MTN advanced preparations for an initial public offering (IPO) of its Nigerian business and expects to complete the process in the next six months, CEO Rob Shuter (pictured) told Bloomberg.

In an interview, Shuter conceded the IPO was a “complicated process”, due to a high level of regulation, but said the project is “moving forward well”.

The South Africa-based company, which is the largest operator in Nigeria, faced scrutiny in the country after being hit with a $1.7 billion fine in 2015 for failing to disconnect unregistered subscribers, violating a security measure designed to crackdown on crime and terrorism.
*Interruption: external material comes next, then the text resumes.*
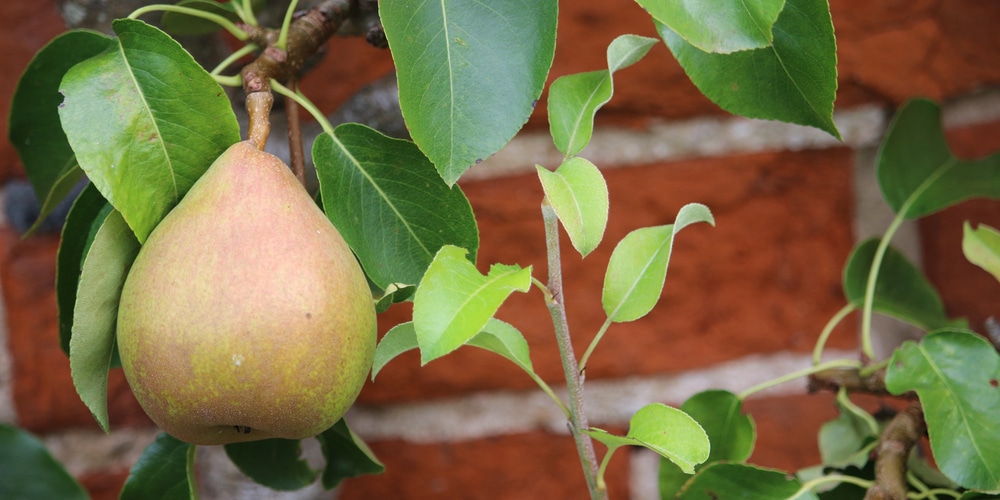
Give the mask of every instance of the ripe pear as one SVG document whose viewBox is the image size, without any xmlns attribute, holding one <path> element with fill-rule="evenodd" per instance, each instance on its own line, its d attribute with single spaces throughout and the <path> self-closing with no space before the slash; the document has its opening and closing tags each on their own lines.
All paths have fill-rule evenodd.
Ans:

MTN agreed to launch an IPO as part of its settlement with Nigerian regulators and met with the country’s Securities and Exchange Commission in November 2016 to discuss the process.

The company had said it would take “immediate steps” to list its shares on Nigeria’s stock exchange after settling the row in June, and an IPO was expected in 2017.

Shuter added he was pleased with MTN’s Nigerian business, MTN Group’s largest operation across a footprint of 22 countries.

In his comments to Bloomberg, Shuter also said the company would not “hold back” on expanding in its two other major markets: Iran and South Africa.

MTN counts almost 50 million customers in Iran, and Shuter said he would not be deterred in the country.

Economic sanctions against Iran were lifted in 2016 following a nuclear trade deal, but the terms have been met with objections from US President Donald Trump.

“We are putting a lot of investment into the ground in Irancell,” said Shuter: “There is a huge demand for mobile data there, it’s one of our fastest growing data markets. It is business as usual.”